Massage therapy is a valuable component of palliative care, the medical subspecialty focused on treating the pain, symptoms and stress of advanced illnesses. Recent studies show how palliative care provides pain relief and saves money, and hospitals across the nation are increasingly implementing palliative care programs to help patients manage the physical and emotional burdens of serious illnesses.

Massage therapy, in particular, has been found to decrease pain, relieve fatigue, and provide meaning and respite to palliative-care patients.

Still, not all hospitals offer a palliative-care program.

A new study shows Georgia hospitals, in particular, lag in palliative care for the seriously ill. The University of Georgia (UGA) study finds that 82 percent of the state’s hospitals do not offer palliative-care services.

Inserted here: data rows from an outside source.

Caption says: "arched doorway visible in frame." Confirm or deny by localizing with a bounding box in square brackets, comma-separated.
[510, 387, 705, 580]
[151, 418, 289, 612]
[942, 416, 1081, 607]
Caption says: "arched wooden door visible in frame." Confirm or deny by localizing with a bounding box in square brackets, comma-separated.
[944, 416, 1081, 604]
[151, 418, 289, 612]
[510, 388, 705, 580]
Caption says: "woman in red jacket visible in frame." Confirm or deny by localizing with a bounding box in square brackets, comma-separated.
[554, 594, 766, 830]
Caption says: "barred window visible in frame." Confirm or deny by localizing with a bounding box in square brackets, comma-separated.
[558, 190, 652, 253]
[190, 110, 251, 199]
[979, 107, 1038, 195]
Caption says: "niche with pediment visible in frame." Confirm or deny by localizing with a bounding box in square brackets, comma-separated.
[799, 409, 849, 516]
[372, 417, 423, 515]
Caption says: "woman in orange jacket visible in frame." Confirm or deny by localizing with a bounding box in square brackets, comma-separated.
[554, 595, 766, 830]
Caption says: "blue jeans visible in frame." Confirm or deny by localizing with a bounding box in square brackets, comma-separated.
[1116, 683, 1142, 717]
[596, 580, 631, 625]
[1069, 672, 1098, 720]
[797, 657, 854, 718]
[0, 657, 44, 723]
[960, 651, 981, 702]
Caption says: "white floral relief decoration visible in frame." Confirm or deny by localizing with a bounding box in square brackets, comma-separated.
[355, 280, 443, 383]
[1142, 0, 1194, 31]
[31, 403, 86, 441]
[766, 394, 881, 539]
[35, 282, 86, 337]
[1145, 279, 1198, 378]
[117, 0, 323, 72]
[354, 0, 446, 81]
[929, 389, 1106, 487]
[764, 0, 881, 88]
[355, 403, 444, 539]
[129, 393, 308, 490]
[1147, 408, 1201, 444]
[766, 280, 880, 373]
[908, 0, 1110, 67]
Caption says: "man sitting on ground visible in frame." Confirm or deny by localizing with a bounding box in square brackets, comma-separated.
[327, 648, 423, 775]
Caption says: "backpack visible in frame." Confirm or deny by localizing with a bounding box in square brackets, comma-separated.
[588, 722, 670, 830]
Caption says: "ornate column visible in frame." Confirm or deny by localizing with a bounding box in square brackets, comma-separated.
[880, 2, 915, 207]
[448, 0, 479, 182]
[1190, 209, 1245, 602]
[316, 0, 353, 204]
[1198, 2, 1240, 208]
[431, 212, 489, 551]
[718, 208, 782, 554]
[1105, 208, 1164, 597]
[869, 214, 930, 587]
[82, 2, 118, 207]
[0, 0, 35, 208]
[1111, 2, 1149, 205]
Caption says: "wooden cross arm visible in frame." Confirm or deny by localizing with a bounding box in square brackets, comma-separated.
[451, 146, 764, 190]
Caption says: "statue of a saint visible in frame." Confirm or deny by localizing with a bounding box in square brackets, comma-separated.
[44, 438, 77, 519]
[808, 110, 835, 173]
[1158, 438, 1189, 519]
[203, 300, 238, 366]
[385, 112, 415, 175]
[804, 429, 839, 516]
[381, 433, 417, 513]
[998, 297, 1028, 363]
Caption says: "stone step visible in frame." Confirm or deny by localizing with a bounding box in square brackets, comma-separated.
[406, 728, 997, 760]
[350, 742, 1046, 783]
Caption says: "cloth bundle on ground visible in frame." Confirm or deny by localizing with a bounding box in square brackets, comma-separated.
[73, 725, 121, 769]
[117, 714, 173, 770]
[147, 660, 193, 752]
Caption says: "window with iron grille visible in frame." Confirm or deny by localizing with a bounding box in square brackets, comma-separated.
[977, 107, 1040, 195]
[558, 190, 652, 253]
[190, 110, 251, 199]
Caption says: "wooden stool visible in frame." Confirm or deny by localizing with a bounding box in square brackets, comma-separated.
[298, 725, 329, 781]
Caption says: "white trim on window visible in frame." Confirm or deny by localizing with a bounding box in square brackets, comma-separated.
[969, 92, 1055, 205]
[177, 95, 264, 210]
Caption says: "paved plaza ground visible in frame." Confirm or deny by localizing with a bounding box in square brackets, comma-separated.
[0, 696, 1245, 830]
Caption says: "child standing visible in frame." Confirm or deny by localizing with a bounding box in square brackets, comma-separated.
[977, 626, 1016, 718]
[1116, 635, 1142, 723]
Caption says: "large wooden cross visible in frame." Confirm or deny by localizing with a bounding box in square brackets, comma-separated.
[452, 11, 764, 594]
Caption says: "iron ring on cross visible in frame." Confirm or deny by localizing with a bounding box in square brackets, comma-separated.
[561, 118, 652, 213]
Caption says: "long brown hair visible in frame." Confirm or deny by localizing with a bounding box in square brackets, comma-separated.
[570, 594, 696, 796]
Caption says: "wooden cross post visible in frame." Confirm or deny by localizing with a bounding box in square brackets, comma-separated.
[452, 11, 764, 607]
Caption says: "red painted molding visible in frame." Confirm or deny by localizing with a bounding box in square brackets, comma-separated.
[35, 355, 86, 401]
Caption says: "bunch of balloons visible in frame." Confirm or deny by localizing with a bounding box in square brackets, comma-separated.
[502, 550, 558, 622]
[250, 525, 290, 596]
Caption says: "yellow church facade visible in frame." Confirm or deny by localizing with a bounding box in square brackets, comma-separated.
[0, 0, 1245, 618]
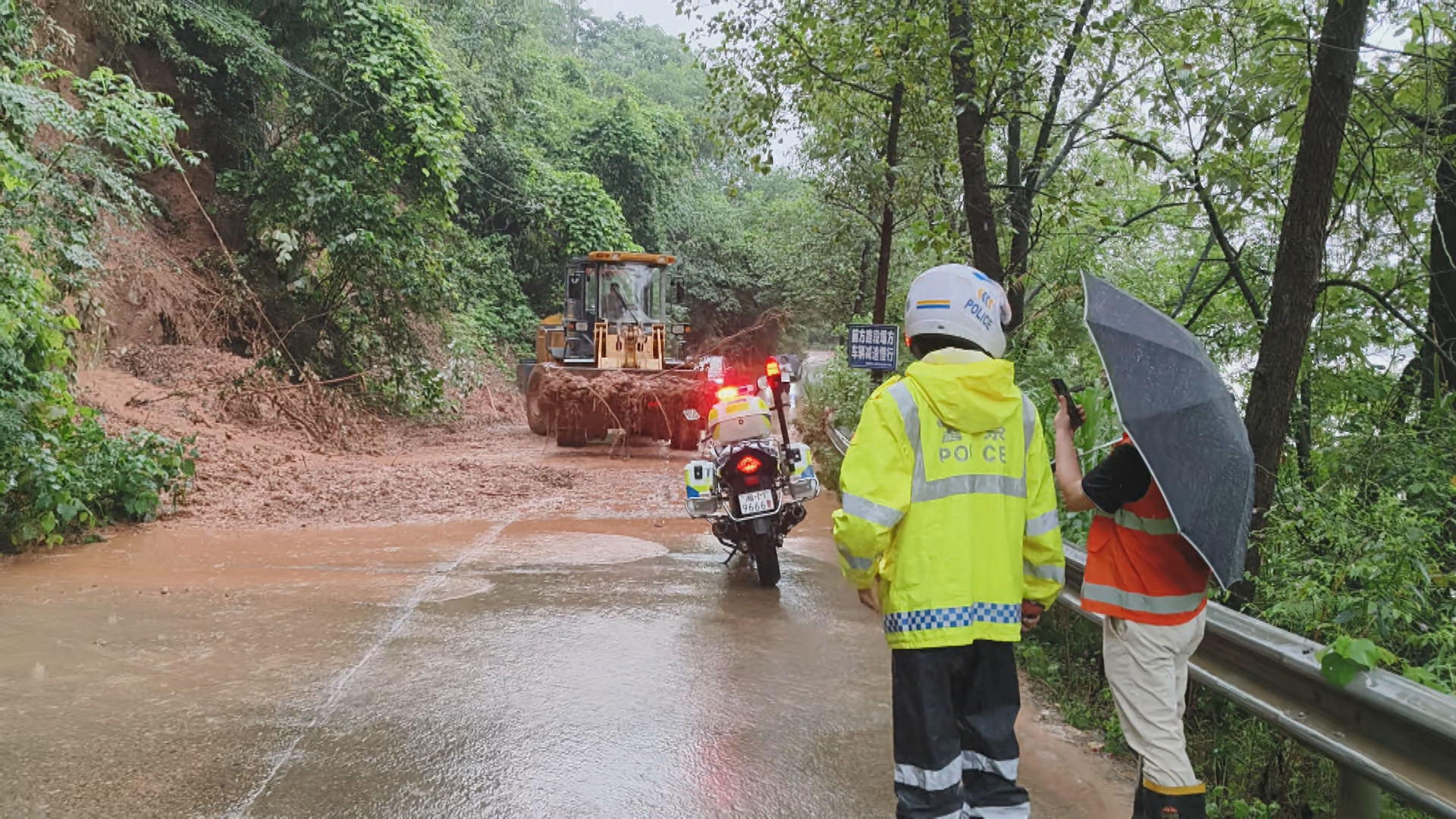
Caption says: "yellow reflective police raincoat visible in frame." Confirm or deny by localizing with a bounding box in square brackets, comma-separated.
[834, 350, 1065, 648]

A 2010 study in the New England Journal of Medicine found that lung cancer patients receiving palliative care experienced less depression, improved quality of life and survived 2.7 months longer than those in a control group who did not receive palliative care, according to a UGA press release. “A 2011 study in the journal Health Affairs found that palliative care reduced costs for patients by an average of $6,900, primarily through a reduction in intensive care unit days, laboratory work and diagnostic imaging.”

Nationwide, palliative-care programs have expanded rapidly during the past decade, the press release added. “A study by the non-profit Center to Advance Palliative Care found that nearly 60 percent of hospitals with 50 beds or more had palliative-care programs in 2008, an increase of 126 percent since 2000.”

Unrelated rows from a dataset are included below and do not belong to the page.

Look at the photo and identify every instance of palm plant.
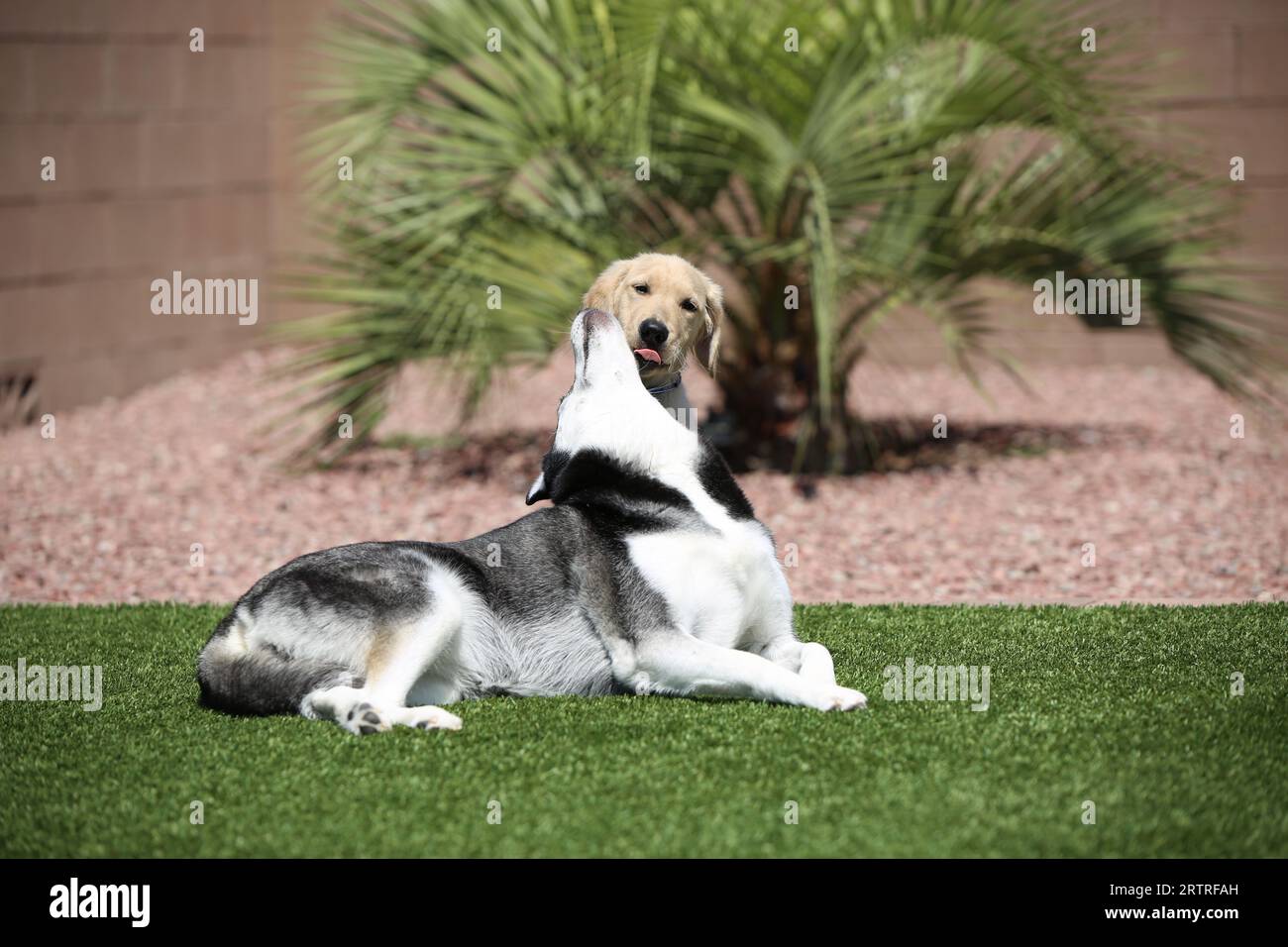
[291,0,1280,469]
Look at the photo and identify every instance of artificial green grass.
[0,604,1288,857]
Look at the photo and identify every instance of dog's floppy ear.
[693,273,724,377]
[524,450,570,506]
[581,261,630,316]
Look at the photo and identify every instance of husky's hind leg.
[301,574,465,734]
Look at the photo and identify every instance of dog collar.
[648,374,680,394]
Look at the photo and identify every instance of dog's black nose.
[640,320,671,349]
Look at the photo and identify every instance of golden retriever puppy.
[581,253,724,417]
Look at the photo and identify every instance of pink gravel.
[0,352,1288,603]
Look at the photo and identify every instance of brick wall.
[0,0,319,417]
[0,0,1288,410]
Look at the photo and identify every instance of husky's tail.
[197,609,355,716]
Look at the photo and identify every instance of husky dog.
[197,309,867,733]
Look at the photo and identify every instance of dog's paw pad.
[344,702,393,737]
[407,707,461,730]
[823,686,868,711]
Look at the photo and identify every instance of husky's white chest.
[627,522,791,648]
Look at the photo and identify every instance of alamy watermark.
[881,657,991,710]
[1033,269,1140,326]
[150,269,259,326]
[0,657,103,712]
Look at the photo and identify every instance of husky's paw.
[340,701,393,737]
[818,686,868,710]
[398,704,461,730]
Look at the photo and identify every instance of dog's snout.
[640,320,671,349]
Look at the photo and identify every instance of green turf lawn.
[0,604,1288,857]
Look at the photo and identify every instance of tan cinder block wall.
[0,0,1288,410]
[0,0,327,410]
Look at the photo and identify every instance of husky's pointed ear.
[581,261,631,312]
[524,471,550,506]
[527,449,570,506]
[693,273,724,377]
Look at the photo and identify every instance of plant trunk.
[717,294,868,474]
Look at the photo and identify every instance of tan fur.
[581,254,724,385]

“Most people will have some sort of extended illness at the end of their life, and many, especially frail elders, could benefit from this type of care,” said study principal investigator Anne Glass, assistant director of the UGA Institute of Gerontology, part of the College of Public Health. “But only 18 percent of hospitals in Georgia have palliative-care programs, and the people we spoke with at more than half of the hospitals didn’t even know what palliative care was.”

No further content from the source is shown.